Week 1 Gradient checking problem

Hi everyone, I just met a problem about the assignment. This is the error. And I don’t know how to fix it.

I assume this is in the case that you have already removed the intentional errors in the back prop code.

Well, this is a fairly complex algorithm. In terms of how to debug this, I added some print statements in my code to show some of the intermediate values and here’s what I get (also in the case where I fixed the fake errors in back prop):

num_parameters 47
39: gradapprox[i] = [0.], grad[i] = [0.]
40: gradapprox[i] = [0.], grad[i] = [0.]
41: gradapprox[i] = [0.], grad[i] = [0.]
42: gradapprox[i] = [0.19763344], grad[i] = [0.19763343]
43: gradapprox[i] = [0.], grad[i] = [0.]
44: gradapprox[i] = [0.], grad[i] = [0.]
45: gradapprox[i] = [2.24404227], grad[i] = [2.24404238]
46: gradapprox[i] = [0.21225742], grad[i] = [0.21225753]
numerator = 8.050575492696896e-07
norm(grad) = 3.3851797873981373
norm(gradapprox) = 3.3851796259558395
denominator = 6.770359413353977
difference = 1.1890913024229996e-07
Your backward propagation works perfectly fine! difference = 1.1890913024229996e-07

I used this logic to print out only the last 8 of the individual gradapprox[i] values:

if i >= num_parameters - 8:
        print(f"{i}: gradapprox[i] = {gradapprox[i]}, grad[i] = {grad[i]}")

Hi Paul, I just used the code you provide to check the grad[i] and gradapprox[i]. My value is the same as you when num_parameters = 46. So there’s something wrong with the computation of difference.

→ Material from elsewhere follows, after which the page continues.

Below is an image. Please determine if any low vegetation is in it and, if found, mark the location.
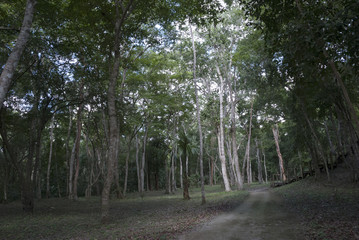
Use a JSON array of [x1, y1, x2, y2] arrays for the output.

But I used the np.linalg.norm. It should not be any problem.

Are you computing the difference using the whole 47 entry vectors?

But in any case, it’s probably time to just look at your code. We aren’t supposed to do that on a public thread, but we can do it using Direct Messages. Please check your DMs for a message from me about how to do that.

Just to close the loop on the public thread, the problem was what I suggested in my last reply: the final difference was being computing using only the last entry in the grad and gradapprox vectors instead of using the whole vectors.